Photograph fishing boats
The bay at Marsaxlokk is filled with brightly colored Maltese fishing boats. Painted blue, yellow, red and green, these open wooden boats feature a pair of eyes painted or engraved on the bow of the boat. They look stunning in photos. After picture-taking, walk around the cafe-lined harbor where the Turkish fleet anchored during the Great Siege of Malta. Be sure to also check out the open-air market, which sells everything from that day’s catch and traditional Maltese lace and nougat to fruits, veggies, sunglasses, flip flops and tchotchkes. Note: the waterfront becomes super busy on Sundays when buses bring tourists to the market. www.maltauncovered.com/culture/maltese-boats-luzzu/.
Have fun with fireworks
Malta loves its fireworks. It hosts the annual Malta International Fireworks Festival. And villages throughout the country put on fireworks shows during their annual village festa, or feast. These celebrations honor the patron saints of local parishes. Malta is profoundly Catholic. According to the Book of Acts, St. Paul shipwrecked here around A.D. 60, working miracles and converting the island’s inhabitants. Today, approximately 98 percent of Malta’s growing population, an estimated 432,200 people, adheres to Catholicism. Festas feature processions with priests and statues of patron saints, live music, food vendors, banners and other decorations, confetti and, of course, fireworks. During summer, there are festivals every weekend. Entire towns, often dressed in their Sunday best, seem to turn out. www.maltainfoguide.com/malta-village-feasts.html.
Go to Gozo
Take a short ferry ride to the nearby island of Gozo, which stretches just 26 square miles and was home to Azure Window, a dramatic, natural, flat-topped arch that collapsed into the sea last year. The site – rugged, with spectacular sea views and ancient sand dollars embedded in the limestone – remains a visitor attraction. It was the filming location for Khal Drogo and Daenerys Targaryen’s wedding in season one of “Game of Thrones.” Rock at the base of the cliff forms a natural pool, known as the Blue Hole, popular with swimmers and divers.

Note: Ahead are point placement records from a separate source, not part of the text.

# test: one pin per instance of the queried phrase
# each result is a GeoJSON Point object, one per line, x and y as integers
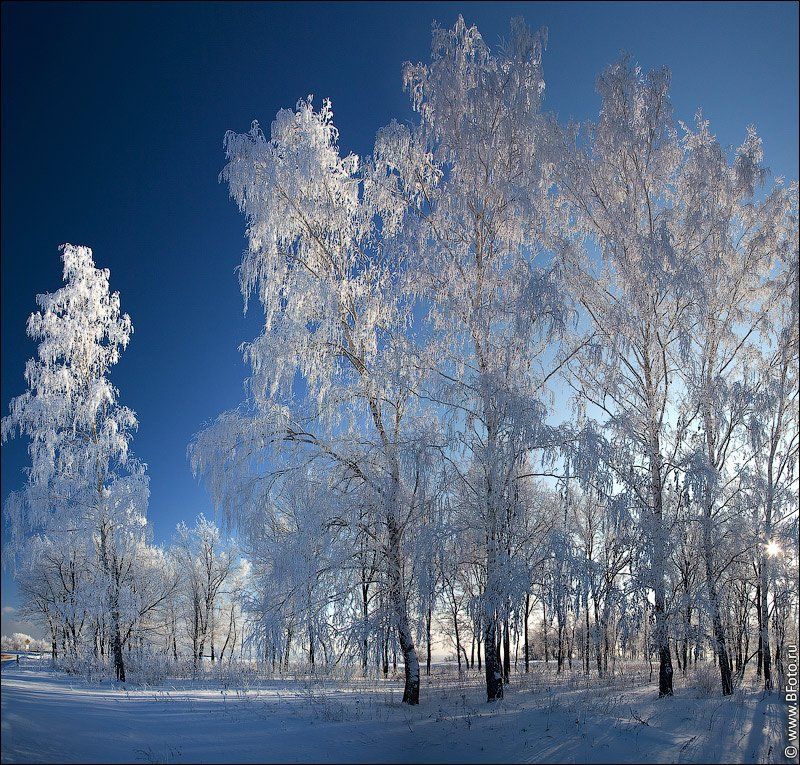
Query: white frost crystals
{"type": "Point", "coordinates": [85, 499]}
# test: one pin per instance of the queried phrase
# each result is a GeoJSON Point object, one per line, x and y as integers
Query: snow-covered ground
{"type": "Point", "coordinates": [51, 717]}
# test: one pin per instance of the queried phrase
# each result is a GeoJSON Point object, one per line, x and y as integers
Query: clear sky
{"type": "Point", "coordinates": [112, 125]}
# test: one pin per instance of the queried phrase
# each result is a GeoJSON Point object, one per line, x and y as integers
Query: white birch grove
{"type": "Point", "coordinates": [524, 397]}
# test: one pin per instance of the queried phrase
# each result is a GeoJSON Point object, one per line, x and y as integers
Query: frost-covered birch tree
{"type": "Point", "coordinates": [617, 180]}
{"type": "Point", "coordinates": [331, 376]}
{"type": "Point", "coordinates": [738, 246]}
{"type": "Point", "coordinates": [469, 182]}
{"type": "Point", "coordinates": [84, 488]}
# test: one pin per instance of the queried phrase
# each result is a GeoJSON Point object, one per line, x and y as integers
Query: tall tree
{"type": "Point", "coordinates": [82, 483]}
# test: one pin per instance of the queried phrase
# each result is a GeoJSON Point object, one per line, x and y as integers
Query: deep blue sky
{"type": "Point", "coordinates": [112, 125]}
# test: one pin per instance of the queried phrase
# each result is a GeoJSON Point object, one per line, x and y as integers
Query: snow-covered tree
{"type": "Point", "coordinates": [84, 492]}
{"type": "Point", "coordinates": [468, 185]}
{"type": "Point", "coordinates": [616, 182]}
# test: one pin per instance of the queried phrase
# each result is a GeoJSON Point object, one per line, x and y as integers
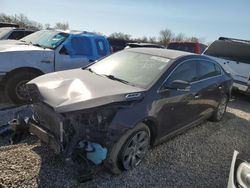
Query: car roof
{"type": "Point", "coordinates": [166, 53]}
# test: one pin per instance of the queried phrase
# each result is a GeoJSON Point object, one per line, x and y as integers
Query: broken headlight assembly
{"type": "Point", "coordinates": [92, 125]}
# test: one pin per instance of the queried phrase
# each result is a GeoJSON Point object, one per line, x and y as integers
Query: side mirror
{"type": "Point", "coordinates": [63, 51]}
{"type": "Point", "coordinates": [179, 85]}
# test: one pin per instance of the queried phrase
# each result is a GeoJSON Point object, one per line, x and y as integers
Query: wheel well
{"type": "Point", "coordinates": [23, 69]}
{"type": "Point", "coordinates": [153, 130]}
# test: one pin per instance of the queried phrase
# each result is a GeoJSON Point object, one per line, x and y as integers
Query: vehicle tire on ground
{"type": "Point", "coordinates": [220, 110]}
{"type": "Point", "coordinates": [15, 86]}
{"type": "Point", "coordinates": [129, 151]}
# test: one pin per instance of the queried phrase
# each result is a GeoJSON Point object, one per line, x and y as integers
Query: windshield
{"type": "Point", "coordinates": [4, 32]}
{"type": "Point", "coordinates": [46, 39]}
{"type": "Point", "coordinates": [131, 67]}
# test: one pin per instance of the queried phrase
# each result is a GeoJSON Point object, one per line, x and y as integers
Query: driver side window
{"type": "Point", "coordinates": [187, 71]}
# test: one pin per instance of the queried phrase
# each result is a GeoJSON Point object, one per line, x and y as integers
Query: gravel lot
{"type": "Point", "coordinates": [200, 157]}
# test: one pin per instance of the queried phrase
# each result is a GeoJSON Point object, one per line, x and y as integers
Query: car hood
{"type": "Point", "coordinates": [9, 42]}
{"type": "Point", "coordinates": [79, 89]}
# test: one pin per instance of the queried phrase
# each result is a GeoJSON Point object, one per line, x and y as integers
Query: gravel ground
{"type": "Point", "coordinates": [200, 157]}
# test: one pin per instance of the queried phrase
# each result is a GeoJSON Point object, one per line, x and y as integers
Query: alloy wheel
{"type": "Point", "coordinates": [135, 150]}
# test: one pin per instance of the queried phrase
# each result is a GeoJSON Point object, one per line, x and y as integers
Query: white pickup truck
{"type": "Point", "coordinates": [43, 52]}
{"type": "Point", "coordinates": [234, 57]}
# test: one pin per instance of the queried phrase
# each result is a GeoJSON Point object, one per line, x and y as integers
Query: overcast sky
{"type": "Point", "coordinates": [203, 19]}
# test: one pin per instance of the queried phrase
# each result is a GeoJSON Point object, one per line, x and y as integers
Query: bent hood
{"type": "Point", "coordinates": [79, 89]}
{"type": "Point", "coordinates": [14, 46]}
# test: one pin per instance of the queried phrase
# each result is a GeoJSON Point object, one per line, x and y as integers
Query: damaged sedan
{"type": "Point", "coordinates": [115, 109]}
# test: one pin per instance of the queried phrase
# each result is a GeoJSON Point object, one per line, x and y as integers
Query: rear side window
{"type": "Point", "coordinates": [80, 46]}
{"type": "Point", "coordinates": [186, 72]}
{"type": "Point", "coordinates": [16, 35]}
{"type": "Point", "coordinates": [187, 47]}
{"type": "Point", "coordinates": [101, 47]}
{"type": "Point", "coordinates": [208, 69]}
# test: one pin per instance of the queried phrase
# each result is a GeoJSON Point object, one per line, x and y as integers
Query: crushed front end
{"type": "Point", "coordinates": [64, 132]}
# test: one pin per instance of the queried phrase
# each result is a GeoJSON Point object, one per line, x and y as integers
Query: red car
{"type": "Point", "coordinates": [193, 47]}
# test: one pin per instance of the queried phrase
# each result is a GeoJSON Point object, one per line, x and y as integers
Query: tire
{"type": "Point", "coordinates": [118, 159]}
{"type": "Point", "coordinates": [15, 87]}
{"type": "Point", "coordinates": [220, 110]}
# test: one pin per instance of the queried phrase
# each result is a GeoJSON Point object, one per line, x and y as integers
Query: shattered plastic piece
{"type": "Point", "coordinates": [98, 154]}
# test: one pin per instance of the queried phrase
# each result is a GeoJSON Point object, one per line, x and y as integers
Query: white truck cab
{"type": "Point", "coordinates": [43, 52]}
{"type": "Point", "coordinates": [234, 56]}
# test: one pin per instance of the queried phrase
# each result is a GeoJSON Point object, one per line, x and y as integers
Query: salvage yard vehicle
{"type": "Point", "coordinates": [234, 56]}
{"type": "Point", "coordinates": [114, 110]}
{"type": "Point", "coordinates": [193, 47]}
{"type": "Point", "coordinates": [14, 33]}
{"type": "Point", "coordinates": [43, 52]}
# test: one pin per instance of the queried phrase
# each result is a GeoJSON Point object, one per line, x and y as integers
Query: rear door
{"type": "Point", "coordinates": [211, 86]}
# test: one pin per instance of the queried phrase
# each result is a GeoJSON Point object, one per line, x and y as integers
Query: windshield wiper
{"type": "Point", "coordinates": [112, 77]}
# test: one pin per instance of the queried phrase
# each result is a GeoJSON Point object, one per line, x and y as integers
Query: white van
{"type": "Point", "coordinates": [234, 57]}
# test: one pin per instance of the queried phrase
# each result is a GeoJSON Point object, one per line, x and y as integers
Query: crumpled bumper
{"type": "Point", "coordinates": [44, 136]}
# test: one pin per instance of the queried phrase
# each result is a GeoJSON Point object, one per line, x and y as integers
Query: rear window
{"type": "Point", "coordinates": [81, 46]}
{"type": "Point", "coordinates": [230, 50]}
{"type": "Point", "coordinates": [187, 47]}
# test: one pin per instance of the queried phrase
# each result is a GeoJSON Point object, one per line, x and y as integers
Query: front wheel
{"type": "Point", "coordinates": [220, 110]}
{"type": "Point", "coordinates": [15, 87]}
{"type": "Point", "coordinates": [130, 150]}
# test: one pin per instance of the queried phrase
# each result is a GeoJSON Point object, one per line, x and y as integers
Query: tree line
{"type": "Point", "coordinates": [24, 22]}
{"type": "Point", "coordinates": [165, 35]}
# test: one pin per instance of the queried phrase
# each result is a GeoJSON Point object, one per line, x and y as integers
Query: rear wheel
{"type": "Point", "coordinates": [15, 87]}
{"type": "Point", "coordinates": [220, 110]}
{"type": "Point", "coordinates": [129, 150]}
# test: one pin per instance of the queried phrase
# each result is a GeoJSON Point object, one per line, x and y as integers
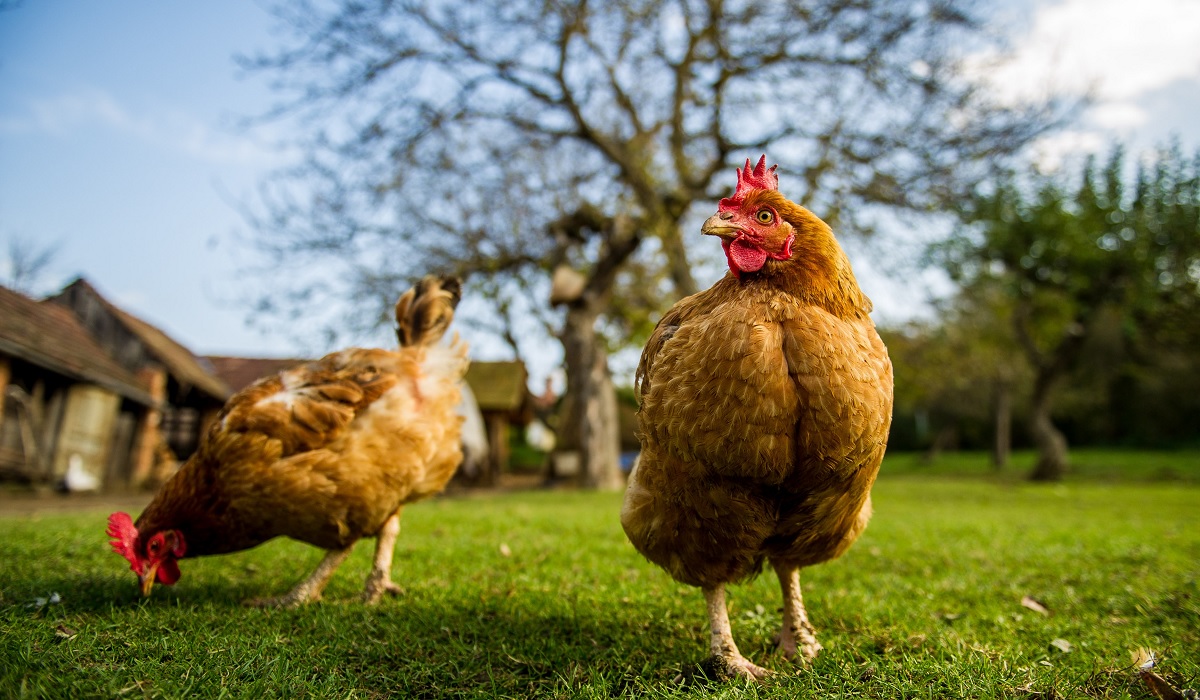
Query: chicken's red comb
{"type": "Point", "coordinates": [760, 178]}
{"type": "Point", "coordinates": [125, 537]}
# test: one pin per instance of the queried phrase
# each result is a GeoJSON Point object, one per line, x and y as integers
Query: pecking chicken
{"type": "Point", "coordinates": [766, 402]}
{"type": "Point", "coordinates": [325, 453]}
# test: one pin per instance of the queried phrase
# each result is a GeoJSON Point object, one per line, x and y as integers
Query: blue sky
{"type": "Point", "coordinates": [118, 137]}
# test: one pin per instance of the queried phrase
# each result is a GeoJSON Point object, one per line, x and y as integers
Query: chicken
{"type": "Point", "coordinates": [325, 453]}
{"type": "Point", "coordinates": [766, 402]}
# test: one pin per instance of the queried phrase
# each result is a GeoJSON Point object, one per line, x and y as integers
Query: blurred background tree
{"type": "Point", "coordinates": [521, 141]}
{"type": "Point", "coordinates": [1102, 282]}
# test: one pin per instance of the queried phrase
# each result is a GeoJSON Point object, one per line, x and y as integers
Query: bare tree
{"type": "Point", "coordinates": [507, 139]}
{"type": "Point", "coordinates": [28, 263]}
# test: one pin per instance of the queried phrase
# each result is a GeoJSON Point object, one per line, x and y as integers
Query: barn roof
{"type": "Point", "coordinates": [180, 363]}
{"type": "Point", "coordinates": [49, 336]}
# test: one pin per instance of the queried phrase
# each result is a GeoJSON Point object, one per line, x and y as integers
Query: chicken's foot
{"type": "Point", "coordinates": [727, 660]}
{"type": "Point", "coordinates": [310, 588]}
{"type": "Point", "coordinates": [379, 579]}
{"type": "Point", "coordinates": [797, 638]}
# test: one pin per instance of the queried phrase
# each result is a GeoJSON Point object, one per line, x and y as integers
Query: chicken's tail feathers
{"type": "Point", "coordinates": [424, 312]}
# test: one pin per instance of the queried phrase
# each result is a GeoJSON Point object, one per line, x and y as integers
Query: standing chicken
{"type": "Point", "coordinates": [325, 453]}
{"type": "Point", "coordinates": [765, 411]}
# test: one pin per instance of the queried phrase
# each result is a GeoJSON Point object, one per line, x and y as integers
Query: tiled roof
{"type": "Point", "coordinates": [49, 336]}
{"type": "Point", "coordinates": [185, 366]}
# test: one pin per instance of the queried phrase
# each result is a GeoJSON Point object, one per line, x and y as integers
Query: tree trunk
{"type": "Point", "coordinates": [1053, 460]}
{"type": "Point", "coordinates": [1002, 423]}
{"type": "Point", "coordinates": [589, 424]}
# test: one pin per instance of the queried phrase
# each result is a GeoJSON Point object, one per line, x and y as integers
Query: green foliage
{"type": "Point", "coordinates": [1095, 280]}
{"type": "Point", "coordinates": [928, 604]}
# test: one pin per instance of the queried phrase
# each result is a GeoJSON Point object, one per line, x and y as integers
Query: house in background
{"type": "Point", "coordinates": [186, 393]}
{"type": "Point", "coordinates": [91, 392]}
{"type": "Point", "coordinates": [66, 407]}
{"type": "Point", "coordinates": [504, 402]}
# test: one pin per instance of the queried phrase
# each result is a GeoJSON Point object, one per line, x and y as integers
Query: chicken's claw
{"type": "Point", "coordinates": [378, 585]}
{"type": "Point", "coordinates": [724, 668]}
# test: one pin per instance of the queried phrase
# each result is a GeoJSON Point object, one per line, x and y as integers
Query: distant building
{"type": "Point", "coordinates": [504, 401]}
{"type": "Point", "coordinates": [93, 392]}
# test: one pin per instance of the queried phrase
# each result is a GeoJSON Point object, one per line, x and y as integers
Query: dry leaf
{"type": "Point", "coordinates": [1035, 605]}
{"type": "Point", "coordinates": [1145, 660]}
{"type": "Point", "coordinates": [1159, 687]}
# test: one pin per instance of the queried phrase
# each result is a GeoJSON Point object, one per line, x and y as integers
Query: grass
{"type": "Point", "coordinates": [928, 604]}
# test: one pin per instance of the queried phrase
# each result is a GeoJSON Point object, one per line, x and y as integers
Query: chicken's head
{"type": "Point", "coordinates": [750, 222]}
{"type": "Point", "coordinates": [151, 558]}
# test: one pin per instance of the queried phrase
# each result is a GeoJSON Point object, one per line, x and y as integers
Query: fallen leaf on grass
{"type": "Point", "coordinates": [1035, 605]}
{"type": "Point", "coordinates": [1145, 660]}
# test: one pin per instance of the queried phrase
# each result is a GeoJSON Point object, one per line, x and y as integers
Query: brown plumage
{"type": "Point", "coordinates": [766, 402]}
{"type": "Point", "coordinates": [325, 453]}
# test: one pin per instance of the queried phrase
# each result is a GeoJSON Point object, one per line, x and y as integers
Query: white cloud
{"type": "Point", "coordinates": [1114, 52]}
{"type": "Point", "coordinates": [169, 129]}
{"type": "Point", "coordinates": [1113, 48]}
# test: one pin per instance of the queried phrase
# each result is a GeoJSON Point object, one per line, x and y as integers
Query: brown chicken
{"type": "Point", "coordinates": [765, 411]}
{"type": "Point", "coordinates": [325, 453]}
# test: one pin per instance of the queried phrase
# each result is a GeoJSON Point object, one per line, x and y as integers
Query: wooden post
{"type": "Point", "coordinates": [149, 432]}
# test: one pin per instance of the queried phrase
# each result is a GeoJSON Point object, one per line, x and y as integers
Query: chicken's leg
{"type": "Point", "coordinates": [727, 660]}
{"type": "Point", "coordinates": [310, 588]}
{"type": "Point", "coordinates": [379, 579]}
{"type": "Point", "coordinates": [797, 635]}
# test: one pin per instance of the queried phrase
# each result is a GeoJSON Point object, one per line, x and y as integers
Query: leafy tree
{"type": "Point", "coordinates": [1077, 259]}
{"type": "Point", "coordinates": [961, 369]}
{"type": "Point", "coordinates": [509, 141]}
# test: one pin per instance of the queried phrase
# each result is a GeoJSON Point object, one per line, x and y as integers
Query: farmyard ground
{"type": "Point", "coordinates": [540, 594]}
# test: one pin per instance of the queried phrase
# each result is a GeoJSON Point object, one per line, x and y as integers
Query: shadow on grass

Nearby, outside the village of Gharb, the Basilica of the National Shrine of the Blessed Virgin of Ta’ Pinu displays letters, paintings, photos, baby clothes, seat belts, even casts and crutches, from pilgrims grateful for answered prayers such as surviving illnesses or accidents or giving birth to a healthy baby. Stunning mosaics representing the stations of the cross were completed last year in the parvis. The recently restored Cittadella – with its old prison, gunpowder magazine, grain silos, battery, World War II bomb shelters and more – is not to be missed. A brief video in the visitor’s center details the history of the fortress, where – until 1637 – all people of Gozo were required to spend the night for their own safety. Valletta’s namesake, Jean Parisot de La Valette, a knight of the Order of St. John and 49th Grand Master of Malta, was one of the citadel’s most famous prisoners. www.visitgozo.com and www.tapinu.org.